December 9, 2020
We are in the midst of the worst public health crisis in a century. Scientists, doctors, epidemiologists and hospital staff are working at an extraordinary pace to understand the coronavirus – and they are getting better at managing the disease and saving lives. However, initially, doctors were trying a number of approaches, sometimes within structured clinical trials, other times on the fly in an emergency room or intensive care unit. The result: wrong information gets published and disseminated, and accurate information sometimes gets buried. We all want to know the promising findings and need the experts to share this, but there is a lot of chaos in between. What is the role of government – and what is the role of academic medicine – in verifying and then disseminating information that can help save lives during a public health crisis?
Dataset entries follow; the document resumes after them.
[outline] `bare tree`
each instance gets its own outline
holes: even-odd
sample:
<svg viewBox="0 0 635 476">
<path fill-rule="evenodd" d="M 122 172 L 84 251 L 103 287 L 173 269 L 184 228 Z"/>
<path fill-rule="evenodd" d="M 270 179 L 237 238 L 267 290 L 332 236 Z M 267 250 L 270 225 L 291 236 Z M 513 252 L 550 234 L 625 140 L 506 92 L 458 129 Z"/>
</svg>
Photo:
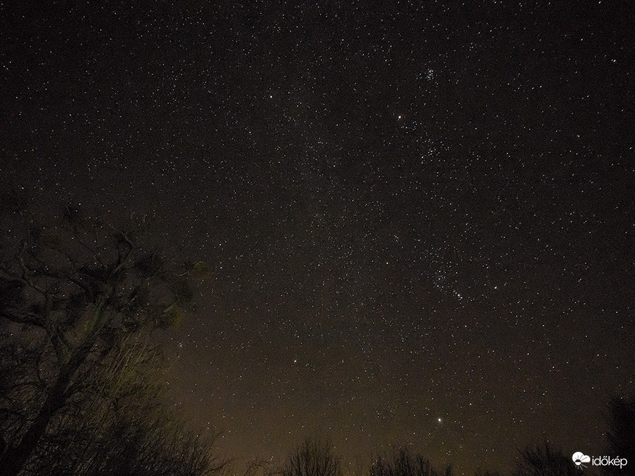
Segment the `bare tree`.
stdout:
<svg viewBox="0 0 635 476">
<path fill-rule="evenodd" d="M 607 455 L 613 458 L 624 458 L 633 471 L 635 466 L 635 396 L 616 397 L 608 406 L 606 415 L 608 431 L 606 433 Z M 605 468 L 607 474 L 623 473 L 624 469 L 616 466 Z"/>
<path fill-rule="evenodd" d="M 579 474 L 570 456 L 545 440 L 541 445 L 519 450 L 514 476 L 574 476 Z"/>
<path fill-rule="evenodd" d="M 0 320 L 13 347 L 2 357 L 13 371 L 0 381 L 6 476 L 62 425 L 63 409 L 81 400 L 127 338 L 180 318 L 188 278 L 204 271 L 167 263 L 139 230 L 116 230 L 70 207 L 45 224 L 23 209 L 12 217 L 0 248 Z"/>
<path fill-rule="evenodd" d="M 283 466 L 283 476 L 341 476 L 342 464 L 328 441 L 307 439 Z"/>
<path fill-rule="evenodd" d="M 376 456 L 371 465 L 369 476 L 451 476 L 451 466 L 444 471 L 435 470 L 422 455 L 412 456 L 405 448 L 393 451 L 389 457 Z"/>
</svg>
Join POLITICO on Wednesday, December 9 at 9 AM ET for a virtual deep-dive conversation on strategies for improving the flow of accurate and timely findings from scientists, doctors and epidemiologists during a public health crisis. The virtual program will feature an executive conversation between POLITICO CEO Patrick Steel and Surescripts CEO Tom Skelton.
Battling Information Chaos In A Public Health Crisis
- Tom Skelton CEO, Surescripts
- Patrick Steel CEO, POLITICO
- Helen Burstin, MD, MPH, MACP CEO, Council of Medical Specialty Societies (CMSS)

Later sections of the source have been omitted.